What one also begins to appreciate is the immense power of symbols and signs in this society. One of the books’ major subplots deals with a pair of shoes that Lila designs (this is the trade of her family). She wants to bring the shoes to market, and she makes a prototype, but she can’t begin to mass produce them or sell them without help. This is part of her motive for marrying her husband, who has access to money. But his money is inextricably tied to the Solara family, the resident bad seeds, whose young sons relentlessly torment Lila with sexual advances and romantic overtures. So, when on Lila’s wedding we see the eldest Solara son walk into the reception wearing the very shoes the Lila entrusted to her fiancé, it basically ends the marriage right when it starts.
This is an extreme example, but the importance of signals like this go right down to the smallest of facial expressions, glimpsed moments, sidelong glances, incidental remarks. Ferrante’s ability to weave them right into the story, and also into the texture of her people and their society, is really brilliant. It’s no small part of the anthropological power of these books, and also what lets her push these relationships toward tragedy and legend. In his piece on Ferrante, James Wood quotes her as saying that “she likes to write narratives ‘where the writing is clear, honest, and where the facts—the facts of ordinary life—are extraordinarily gripping when read,'” and this is exactly what you receive in the Neapolitan novels. She is able to imbue these facts with so much weight and narrative resonance that they do become gripping.
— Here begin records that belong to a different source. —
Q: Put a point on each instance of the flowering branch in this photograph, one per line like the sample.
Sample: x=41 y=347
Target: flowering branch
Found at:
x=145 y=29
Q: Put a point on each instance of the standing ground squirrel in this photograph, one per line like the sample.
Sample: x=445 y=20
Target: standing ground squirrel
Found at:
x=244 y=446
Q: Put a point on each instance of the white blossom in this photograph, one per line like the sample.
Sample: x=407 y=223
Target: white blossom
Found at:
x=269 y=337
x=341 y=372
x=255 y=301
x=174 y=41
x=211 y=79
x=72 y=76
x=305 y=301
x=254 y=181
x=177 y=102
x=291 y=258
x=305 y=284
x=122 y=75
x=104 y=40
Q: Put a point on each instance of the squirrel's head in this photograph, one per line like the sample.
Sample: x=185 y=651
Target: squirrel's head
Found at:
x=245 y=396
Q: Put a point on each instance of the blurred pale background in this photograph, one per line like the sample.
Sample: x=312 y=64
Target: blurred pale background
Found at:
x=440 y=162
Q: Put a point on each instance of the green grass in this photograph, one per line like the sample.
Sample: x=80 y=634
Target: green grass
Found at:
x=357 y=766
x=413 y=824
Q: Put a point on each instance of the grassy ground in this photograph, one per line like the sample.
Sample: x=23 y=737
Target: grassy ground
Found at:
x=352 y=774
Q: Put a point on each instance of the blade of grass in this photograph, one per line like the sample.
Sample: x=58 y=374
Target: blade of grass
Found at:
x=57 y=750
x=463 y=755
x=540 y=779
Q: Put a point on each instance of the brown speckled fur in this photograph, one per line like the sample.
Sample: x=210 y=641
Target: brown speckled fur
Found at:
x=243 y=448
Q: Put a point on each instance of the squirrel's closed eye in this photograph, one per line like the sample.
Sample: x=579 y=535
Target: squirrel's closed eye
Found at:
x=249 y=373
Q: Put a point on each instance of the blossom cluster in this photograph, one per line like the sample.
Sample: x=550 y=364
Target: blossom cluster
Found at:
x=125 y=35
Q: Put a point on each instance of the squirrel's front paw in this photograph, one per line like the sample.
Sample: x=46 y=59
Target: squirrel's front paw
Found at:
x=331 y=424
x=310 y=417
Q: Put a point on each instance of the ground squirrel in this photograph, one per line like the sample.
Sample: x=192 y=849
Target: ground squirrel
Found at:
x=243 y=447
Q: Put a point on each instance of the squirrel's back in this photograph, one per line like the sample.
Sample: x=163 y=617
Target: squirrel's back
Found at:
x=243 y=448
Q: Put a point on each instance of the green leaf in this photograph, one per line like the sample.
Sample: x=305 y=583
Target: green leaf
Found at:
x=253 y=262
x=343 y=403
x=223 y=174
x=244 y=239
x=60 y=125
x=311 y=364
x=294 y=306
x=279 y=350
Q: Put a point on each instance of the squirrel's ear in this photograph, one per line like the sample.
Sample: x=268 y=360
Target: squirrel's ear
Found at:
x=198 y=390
And by the middle of Book 2, so many of these facts have begun to pile up on Lenú that it is overpowering. She’s still a teenager, but the pressures places upon her life are savage—trying to help Lila salvage her marriage, navigating her own romantic entanglements, maintaining her grades in school, staying out of trouble with the Solaras. It goes on and on. And again, I think this points us toward the supreme complexity that many have agreed is Ferrante’s trademark as a writer. It is almost—almost—too much to take as a reader.
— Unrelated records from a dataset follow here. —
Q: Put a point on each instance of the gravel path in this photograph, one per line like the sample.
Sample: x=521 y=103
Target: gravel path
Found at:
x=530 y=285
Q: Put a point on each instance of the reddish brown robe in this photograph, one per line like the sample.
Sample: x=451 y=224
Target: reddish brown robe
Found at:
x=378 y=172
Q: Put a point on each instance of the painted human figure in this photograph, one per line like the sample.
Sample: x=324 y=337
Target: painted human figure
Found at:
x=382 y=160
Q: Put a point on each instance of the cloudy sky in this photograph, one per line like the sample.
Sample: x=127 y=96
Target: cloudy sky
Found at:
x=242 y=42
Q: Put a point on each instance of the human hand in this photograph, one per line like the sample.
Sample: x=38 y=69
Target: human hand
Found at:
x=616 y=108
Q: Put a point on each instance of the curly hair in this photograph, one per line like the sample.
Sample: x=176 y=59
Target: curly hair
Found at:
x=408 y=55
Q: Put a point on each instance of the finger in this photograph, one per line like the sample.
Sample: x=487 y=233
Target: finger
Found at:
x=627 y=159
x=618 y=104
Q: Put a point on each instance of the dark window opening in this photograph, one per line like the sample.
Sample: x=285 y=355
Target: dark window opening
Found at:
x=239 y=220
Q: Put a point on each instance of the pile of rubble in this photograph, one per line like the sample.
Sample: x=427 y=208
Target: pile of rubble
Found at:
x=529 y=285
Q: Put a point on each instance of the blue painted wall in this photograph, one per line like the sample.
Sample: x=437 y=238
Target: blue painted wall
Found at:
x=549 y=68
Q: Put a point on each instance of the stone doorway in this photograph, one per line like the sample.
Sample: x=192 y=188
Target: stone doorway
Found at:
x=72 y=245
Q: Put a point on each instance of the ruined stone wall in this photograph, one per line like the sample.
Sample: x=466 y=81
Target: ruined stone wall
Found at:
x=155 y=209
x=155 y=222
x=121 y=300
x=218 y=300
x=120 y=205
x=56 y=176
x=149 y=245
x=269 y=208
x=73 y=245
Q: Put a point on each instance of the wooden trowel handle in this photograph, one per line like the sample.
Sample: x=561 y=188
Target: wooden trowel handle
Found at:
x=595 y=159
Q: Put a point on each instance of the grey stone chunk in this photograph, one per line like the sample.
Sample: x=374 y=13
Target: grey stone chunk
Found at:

Just to say a few words about Ferrante’s presentation of marriage, which I alluded to earlier. It is all-but-assumed that women like Lila and Lenú will become housewives. (Despite her brilliance, Lila drops out of school, and despite Lenú’s similar brilliance, she has to beg and plead with her parents to send her.) Once Lila and Lenú begin to develop breasts, the boys descend upon them with a rabidness. Even they put much pressure on themselves to find a suitable mate before they face the fate of being old maids in their mid-twenties. And yet, it’s also just as clear—to us and to them—how nearly impossible it is to marry correctly, when there are so many mixed motives for marrying a man, and when the men prove so inscrutable. Reading these books, one gets the clear sense that it is inevitable that the first marriage will be a mistake, and that any healthy marriage will have to be at least the second one, if not the third. This is a fact of life simply baked into the world in which these women are born. I think the presentation of this—subtly, sympathetically, and without lodging blame at any one gender or institution—is one of Ferrante’s most interesting statements about gender, and does much of the work of pushing these books toward having a distinct feminist viewpoint. Revealing the immense complexity of what marriage is to these people, yet still managing to make us sympathize with the female viewpoint, feels to me one of the things that is freshest about the gender politics of these books.